これ以前にも、日本の首相親書の受け取りを拒否するという外交上極めて異例な事が平然と行われているし、最近は「原爆投下は神の懲罰である」とするコラム記事が韓国の一流紙である中央日報に掲載されたり、サッカーの国際試合で、また懲りもせず「政治宣伝の横断幕」を掲げたりという事が続いているので、普通の日本人も段々と韓国が嫌いになりつつあるのは致し方ないだろう。

嫌いにならないまでも、「『未来志向』という言葉は一体何処に行ってしまったのか? お隣同士の良いお付き合いを本当に希望しているのなら、60年以上も前の事をいつまでも繰り返して持ち出すのは、もういい加減にやめてほしい」と心の底で思っていない日本人は、先ずいないのではなかろうか? 韓国には「恨」という独特の文化があると言われても、諸外国が羨むほどに繁栄している現在の韓国を見ていると、相当の違和感を持ってしまう。

韓国における一部の反日家やジャーナリストが、「こうして圧力を加えていけば、日本人は次第に考えを変えるだろう」とまさか本気で考えているとはとても思えないが、それならば狙いは何なのだろうかと考えると、謎は深まる。こんなにもあの手この手を使って日韓の一般人の仲を割いて得をするのは、北朝鮮だけかもしれないから、或いはその筋の工作なのだろうかとも、ついつい思ってしまう。

そう言えば、このような反日家の原理主義的な言動は、先回の記事で書いたかつての日本の「進歩的文化人」の言動に若干似ていないとも言えない。最近の韓国のヒステリックなまでに反日的な言動は、諸外国の目から見ても明らかにちょっと異常であり、その分だけ韓国自身の信用を落としているとも思うのだが、もし「それも計算の上」だとするなら、これはちょっと怖い。
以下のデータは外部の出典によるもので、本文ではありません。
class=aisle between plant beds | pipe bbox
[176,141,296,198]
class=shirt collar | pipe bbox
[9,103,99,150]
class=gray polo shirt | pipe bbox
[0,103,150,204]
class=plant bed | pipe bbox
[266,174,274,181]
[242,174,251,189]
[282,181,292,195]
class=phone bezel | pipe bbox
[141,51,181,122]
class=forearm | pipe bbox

韓国の現代史を見ると、日本とは比較にならぬ程に「右派」と「左派」の亀裂が激しく、筋金入りの「左派」は至る所にいるし、産業界に入れなかったジャーナリストや文筆家、それに教育や法曹に携わる人たちの中には、特にそういう人が多いと聞く。実のところは、この人たちが、何となく「世論」とか「国民感情」というものの流れを作り、間接的に政治家にプレッシャーをかけている事は否めないのではないだろうか?
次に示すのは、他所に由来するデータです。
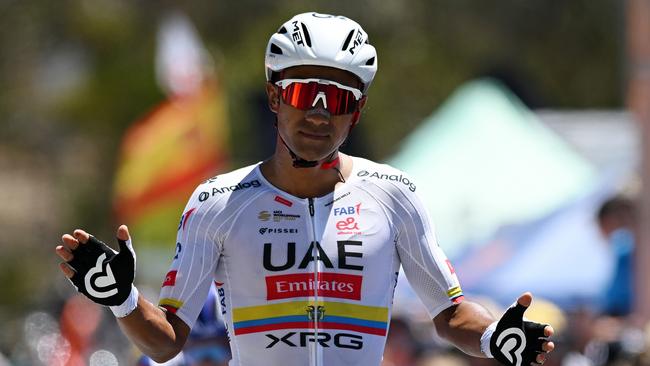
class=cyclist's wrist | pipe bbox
[109,284,139,318]
[481,320,499,358]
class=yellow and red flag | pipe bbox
[113,81,228,244]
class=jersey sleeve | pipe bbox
[393,174,463,318]
[158,184,221,328]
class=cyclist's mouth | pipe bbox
[298,131,329,141]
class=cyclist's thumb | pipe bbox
[503,292,533,321]
[117,225,131,241]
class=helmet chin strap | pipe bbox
[278,132,339,169]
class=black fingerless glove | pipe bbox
[490,303,548,366]
[68,236,135,306]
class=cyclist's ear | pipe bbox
[266,82,280,113]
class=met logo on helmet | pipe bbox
[311,91,327,108]
[291,20,305,46]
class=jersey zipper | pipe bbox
[308,198,323,366]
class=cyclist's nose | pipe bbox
[305,106,332,125]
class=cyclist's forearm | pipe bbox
[433,301,494,357]
[117,296,190,362]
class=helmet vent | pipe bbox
[300,23,311,47]
[271,43,282,55]
[341,29,354,51]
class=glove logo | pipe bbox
[84,253,117,299]
[496,328,526,366]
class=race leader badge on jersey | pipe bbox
[68,236,135,306]
[490,302,548,366]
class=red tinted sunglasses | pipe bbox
[275,79,363,115]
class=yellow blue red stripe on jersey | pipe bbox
[447,286,465,304]
[232,301,388,336]
[158,298,183,314]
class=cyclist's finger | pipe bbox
[72,229,90,244]
[61,234,79,250]
[56,245,74,262]
[59,263,75,278]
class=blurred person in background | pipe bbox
[597,196,637,316]
[137,284,230,366]
[56,13,554,366]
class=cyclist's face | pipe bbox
[266,66,365,160]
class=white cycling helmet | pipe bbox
[264,13,377,93]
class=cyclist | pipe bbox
[56,13,554,366]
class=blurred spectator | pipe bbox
[598,197,636,316]
[137,283,230,366]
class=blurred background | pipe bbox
[0,0,650,366]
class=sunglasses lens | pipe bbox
[282,82,358,115]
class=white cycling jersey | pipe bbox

法曹界の問題は特に深刻だ。戦時中強制徴用されていた韓国人の元徴用工達が、その賠償を現在の新日鉄住金や三菱重工業に求める訴訟が、実はこれまでずっと行われてきていたのだが、これに対し、昨年、日本の最高裁に相当する韓国の大法院は、「反人道的な不法行為である強制徴用は、如何なる国際協定があろうと、その対象外となる」という判決を下している。つまり、「国内法は国際条約に優先する」という驚天動地の宣言をしたわけだ。こうなると、もう「外交」も糞もない。韓国を国として信用して、共に経済活動をしていこうと考える事自体が難しくなってしまう。
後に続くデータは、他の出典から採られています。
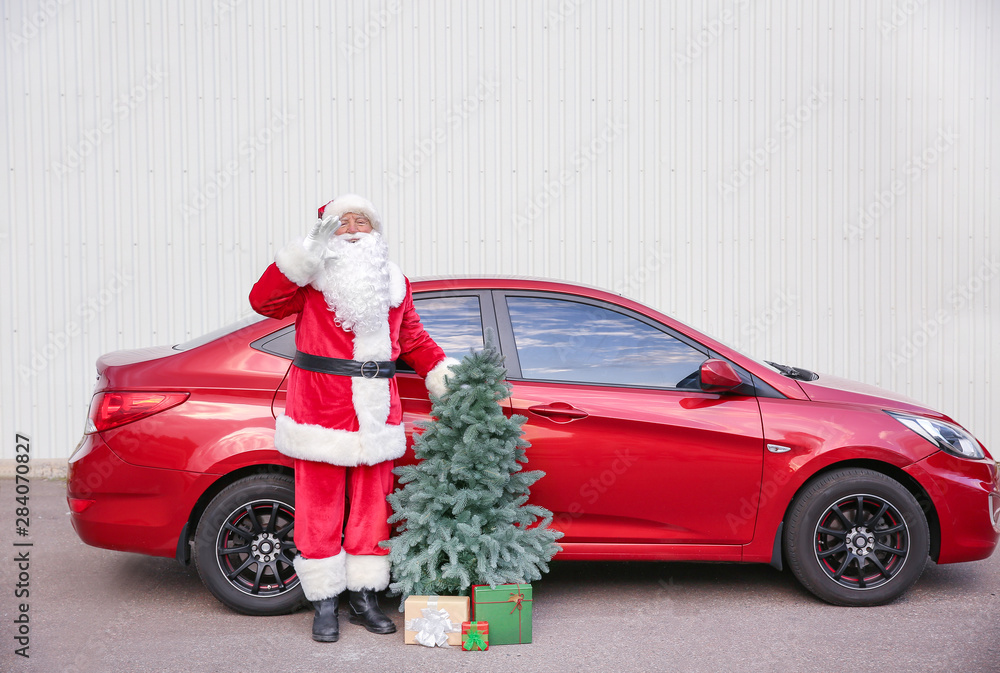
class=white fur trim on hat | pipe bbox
[424,357,459,397]
[322,194,382,232]
[347,554,389,591]
[274,241,323,287]
[274,412,406,467]
[292,549,347,601]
実は、日韓両国が国交正常化をした1965年に、両国間では、韓国政府からの日本政府に対する3億ドルの無償請求権、2億ドルの有償請求権、及び日本から韓国への3億ドル以上の民間ベースの経済協力(借款供与)が「日韓請求権協定」で確認され、その際に「国家ベースであると個人ベースであるとを問わず、その他の全て請求権は相互に放棄される」という条件も同時に確認されている。従って、この「国際協定」が有効である限りは、元徴用工たちは、日本の雇用主ではなく、韓国政府に賠償金を請求すべきは明らかなのだが、韓国の大法院は「そのような協定を結んだ事自体が不当」と切り捨てているのだ。

「従軍慰安婦」の問題も、実は法的にはこれと全く根を一つにする問題だ。韓国の大法院が「この問題の解決を計ろうとしていない政府の不作為は違憲」という判決を下した為、三権分立体制下の行政府を代表する李明博大統領も、何等かの行動を起こさざるを得なかった訳だ。つまり、現在の韓国政府は、対内的に「違憲」として非難されるか、対外的に「協定違反」として信用を落とすかの何れかを受け入れざるを得ず、そうなれば、「国民感情」を重視する限りは、「対外的に信用を落とすほうがまだマシ」と判断せざるを得なかったのだろう。

さて、日本政府はどうすれば良いか? 私のように韓国側に相当近い「歴史認識」を持っている人間であっても、「過去の日本の罪はそれだけ重いのだから、如何なる国際協定違反も受け入れざるを得ない」とまでは、とても考えられる訳はない。「全ての事は出来る限り法治主義によって処理すべき」という原則を国として堅持する限りは、日本が国として韓国側の要求を認める訳にはいかないのも当然だ。

ここで私が期待するのは、「両国間の紛争は極力避けるべき」と共に考えている筈の両国の民間企業等が、知恵を絞って「原理・原則に拘る事なく、被害を受けた人達を実質的に救済する」方策を考える事なのだが、「慰安婦問題」に関して折角作った「女性の為のアジア平和国民基金」も、何故か全く評価されていない事を考えると、これも上手く行きそうにはない。全ての裏で糸を引いている反日家たちの目的は、問題を大きくして対立を煽る事であり、問題を解決する事ではないように思えるからだ。

私がこの記事の冒頭で「日韓関係の改善は当面急いでも無駄」と書いたのも、「政治家も産業界も、国民感情(空気)には配慮せざるを得ず、一方、国民感情(空気)というものは、誰かが一旦ネガティブな流れを作り出してしまうと、これを一朝一夕に変える事は困難で、何等かのきっかけで全体の流れが変わるのを待つしかない」という諦観を持つに至っているからだ。もしも韓国という国が際立って特異な国で、何時までたっても今の状態は変わらないという事なら、それはそれで仕方がない。永久に待っていればよいだけの事だ。

但し、私は日本人だから、自分の国の政府と自国人に対しては注文をつけたい。「歴史認識の問題については『村山談話の再確認』を行って、これ以上揺るがない事」「靖国神社への政府要人の公式参拝は、近隣諸国の感情に配慮して自粛する事」「如何なる場合でも相手の立場を慮った品位のある言動に意を尽くし、『売り言葉に買い言葉』は避ける事」の三点である。これは、相手方の言動の如何に関わらず、日本人としての「誠意」と「矜持」にかけてやるべき事であると、少なくとも私は考えている。

蛇足ながら、個人的には更にもう一つ付け加えたい事もある。日本の産業人は、もっと迅速に決断し、もっと果敢に行動し、技術開発にもっと力を入れ、マーケティングにもっと工夫をこらし、老弱男女を問わずもっと働き、そういう努力を積み重ねる事によって、日本の経済力をもっと強くする事だ。どんな時でも、経済力の強い国が軽んじられる事はない。この事については、韓国の産業人から学ぶべき事も多い。